First, we fetch the complete web page from our target site. For example, news.google.com. We then dump the web page into an invisible div.

1
2
3
4
5
6
7
8
9
<?php
$ch = curl_init();
curl_setopt($ch, CURLOPT_URL, 'http://news.google.com/');
$html = curl_exec($ch);
?>

<div style="display:none;">
    <?php echo $html; ?>
</div>

Our target element is the Recent News box on the right of the page. The id is ‘s_BREAKING_NEWS_BOX’. Extracting the HTML is easy enough with jQuery:

1
$('<div>').append($('#s_BREAKING_NEWS_BOX').clone()).remove().html();

If we were to just output the HTML at this point, we would get text with default browser styles. We need to copy the computed CSS styles from the original rendering to our new element. Firefox, Chrome and Safari use getComputedStyle, IE uses currentStyle.

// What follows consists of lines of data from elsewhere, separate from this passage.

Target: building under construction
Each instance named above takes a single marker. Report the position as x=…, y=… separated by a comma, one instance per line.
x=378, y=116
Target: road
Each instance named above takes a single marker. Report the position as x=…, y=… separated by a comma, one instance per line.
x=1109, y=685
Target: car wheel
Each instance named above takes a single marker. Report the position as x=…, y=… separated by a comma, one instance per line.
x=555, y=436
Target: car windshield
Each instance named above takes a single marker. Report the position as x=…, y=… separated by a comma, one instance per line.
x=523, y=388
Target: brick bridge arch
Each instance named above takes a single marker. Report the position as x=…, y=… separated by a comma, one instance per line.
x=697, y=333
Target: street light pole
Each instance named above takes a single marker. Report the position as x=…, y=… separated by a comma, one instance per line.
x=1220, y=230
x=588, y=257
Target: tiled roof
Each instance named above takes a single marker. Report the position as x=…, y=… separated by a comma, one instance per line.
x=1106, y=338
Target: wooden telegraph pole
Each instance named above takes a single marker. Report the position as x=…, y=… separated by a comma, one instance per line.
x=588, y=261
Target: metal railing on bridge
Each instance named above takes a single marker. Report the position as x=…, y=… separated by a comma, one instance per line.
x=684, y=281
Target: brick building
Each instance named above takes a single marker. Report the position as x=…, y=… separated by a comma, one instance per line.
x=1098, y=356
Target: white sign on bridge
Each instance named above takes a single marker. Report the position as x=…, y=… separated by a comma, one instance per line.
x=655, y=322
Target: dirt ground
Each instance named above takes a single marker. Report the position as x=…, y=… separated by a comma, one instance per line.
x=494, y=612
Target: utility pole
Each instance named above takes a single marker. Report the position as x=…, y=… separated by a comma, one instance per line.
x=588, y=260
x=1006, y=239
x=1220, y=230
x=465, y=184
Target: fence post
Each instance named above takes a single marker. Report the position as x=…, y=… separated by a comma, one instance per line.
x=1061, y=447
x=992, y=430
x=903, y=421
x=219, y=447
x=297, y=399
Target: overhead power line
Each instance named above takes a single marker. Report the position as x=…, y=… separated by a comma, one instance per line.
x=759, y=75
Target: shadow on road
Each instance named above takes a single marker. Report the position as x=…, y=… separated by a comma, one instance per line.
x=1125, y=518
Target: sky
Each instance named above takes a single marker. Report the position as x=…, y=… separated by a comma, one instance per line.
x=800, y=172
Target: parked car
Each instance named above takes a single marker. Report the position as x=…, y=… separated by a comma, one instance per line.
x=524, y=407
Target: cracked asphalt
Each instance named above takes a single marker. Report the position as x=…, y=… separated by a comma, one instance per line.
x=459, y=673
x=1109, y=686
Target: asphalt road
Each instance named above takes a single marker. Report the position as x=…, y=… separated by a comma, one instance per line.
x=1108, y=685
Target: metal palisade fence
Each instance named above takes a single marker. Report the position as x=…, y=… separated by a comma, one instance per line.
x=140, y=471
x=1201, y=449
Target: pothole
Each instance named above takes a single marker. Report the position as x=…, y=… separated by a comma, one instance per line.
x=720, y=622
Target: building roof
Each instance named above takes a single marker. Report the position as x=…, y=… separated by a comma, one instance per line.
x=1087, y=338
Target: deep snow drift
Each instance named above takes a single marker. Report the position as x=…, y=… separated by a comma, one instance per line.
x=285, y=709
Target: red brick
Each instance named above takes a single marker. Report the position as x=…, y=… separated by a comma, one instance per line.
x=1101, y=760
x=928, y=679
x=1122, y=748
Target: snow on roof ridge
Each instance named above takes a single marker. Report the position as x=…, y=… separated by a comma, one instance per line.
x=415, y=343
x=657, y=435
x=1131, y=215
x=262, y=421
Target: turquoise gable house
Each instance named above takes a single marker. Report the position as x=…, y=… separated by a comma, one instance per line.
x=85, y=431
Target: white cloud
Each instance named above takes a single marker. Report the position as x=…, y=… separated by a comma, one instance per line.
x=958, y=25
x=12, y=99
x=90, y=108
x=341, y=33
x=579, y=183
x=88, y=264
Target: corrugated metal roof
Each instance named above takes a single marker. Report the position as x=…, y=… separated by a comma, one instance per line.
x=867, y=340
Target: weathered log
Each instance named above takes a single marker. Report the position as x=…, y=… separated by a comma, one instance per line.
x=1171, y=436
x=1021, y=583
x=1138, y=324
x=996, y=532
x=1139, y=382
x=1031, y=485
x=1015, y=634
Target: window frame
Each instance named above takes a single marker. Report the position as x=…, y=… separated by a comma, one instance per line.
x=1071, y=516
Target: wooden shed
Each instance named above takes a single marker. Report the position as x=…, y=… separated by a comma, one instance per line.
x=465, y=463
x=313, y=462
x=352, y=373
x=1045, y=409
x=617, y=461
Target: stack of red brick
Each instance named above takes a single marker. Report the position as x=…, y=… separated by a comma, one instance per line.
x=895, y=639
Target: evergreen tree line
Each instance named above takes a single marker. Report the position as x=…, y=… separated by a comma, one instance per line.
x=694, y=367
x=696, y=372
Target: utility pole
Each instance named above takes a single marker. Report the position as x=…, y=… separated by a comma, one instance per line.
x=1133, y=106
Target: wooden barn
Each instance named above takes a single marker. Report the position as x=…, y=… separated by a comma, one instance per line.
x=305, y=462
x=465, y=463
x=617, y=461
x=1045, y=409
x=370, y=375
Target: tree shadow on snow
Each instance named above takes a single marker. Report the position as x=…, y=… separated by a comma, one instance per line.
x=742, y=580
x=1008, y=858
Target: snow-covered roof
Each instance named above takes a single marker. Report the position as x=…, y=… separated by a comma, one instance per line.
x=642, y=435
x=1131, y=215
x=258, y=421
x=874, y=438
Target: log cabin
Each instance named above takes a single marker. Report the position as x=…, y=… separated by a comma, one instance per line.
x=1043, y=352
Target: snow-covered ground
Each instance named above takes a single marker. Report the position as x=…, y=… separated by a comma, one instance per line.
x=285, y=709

Here’s our JavaScript function to do just that:

1
2
3
4
5
6
7
8
function getPropValue(ele, styleProp) {
    if (ele.currentStyle) {
        var y = ele.currentStyle[styleProp];
    } else if (window.getComputedStyle) {
        var y = document.defaultView.getComputedStyle(ele, null).getPropertyValue(styleProp);
    }
    return y;
}

This function requires an element, and the CSS property that we want to grab. So we can define an array of properties we want to copy, then loop through these properties to get the entire style for the element.

1
2
3
4
5
6
7
8
9
var styles = ["color", "font-family", "font-size", "line-height", "white-space", "padding", "display", "float", "border", "border-top", "border-right", "border-bottom", "border-left", "border-color", "border-width", "border-style", "padding-top", "padding-right", "padding-bottom", "padding-left", "height", "font-weight", "margin-top", "margin-left", "margin-bottom", "margin-right", "text-decoration"];

function getStyles(ele, styles) {
    var values = new Array();
    for (var i=0; i < styles.length; i++) {
        values[i] = getPropValue(ele, styles[i]);
    }
    return values;
}

If we give getStyles an element reference and an array of styles, we get an array of computed CSS values for that element. But remember, we need to do this for every single child element, not just the parent s_BREAKING_NEWS_BOX element. So we need a recursive loop that runs getStyles on the parent, the children, grandchildren, etc. We also have a running count, index, to keep give each elements styles a position in an array, element_styles. Thank to Adam Bratt for help getting this to work.

1
2
3
4
5
6
7
8
9
10
11
function loopChildrenGrab(this_ele, styles, element_styles) {
    element_styles[index] = getStyles(this_ele, styles);
    index++;

    if ( $(this_ele).children().length > 0 ) {
        $(this_ele).children().each(function(){
            loopChildrenGrab(this, styles, element_styles);
        });
    }
    return element_styles;
}

Now we have a multidimensional array of every single elements style, order by the elements position in the DOM. So we can delete the whole web page that we loaded at first, and then run the reverse of the previous functions to assign each CSS property to our copied HTML:

1
2
3
4
5
6
7
8
9
10
11
12
13
14
15
16
function pushStyles(ele, styles, values) {
    for (var i=0; i < styles.length; i++) {
        $(ele).css(styles[i], values[i]);
    }
}

function loopChildrenPush(this_ele, styles, element_styles) {
    pushStyles(this_ele, styles, element_styles[count]);
    count++;

    if ( $(this_ele).children().length > 0 ) {
        $(this_ele).children().each(function() {
            loopChildrenPush(this, styles, element_styles);
        });
    }
}

Tada! We now have successfully copied the HTML and flattened the CSS for each element. s_BREAKING_NEWS_BOX can now be loaded independently of its parent page.

What would it take to do this server-side? In short, render the HTML in some sort of web view, then extract the flattened CSS for every element. While it is possible, and most likely the way to proceed with this project, letting the browser do the heavy lifting rendering CSS is definitely easier in the short term.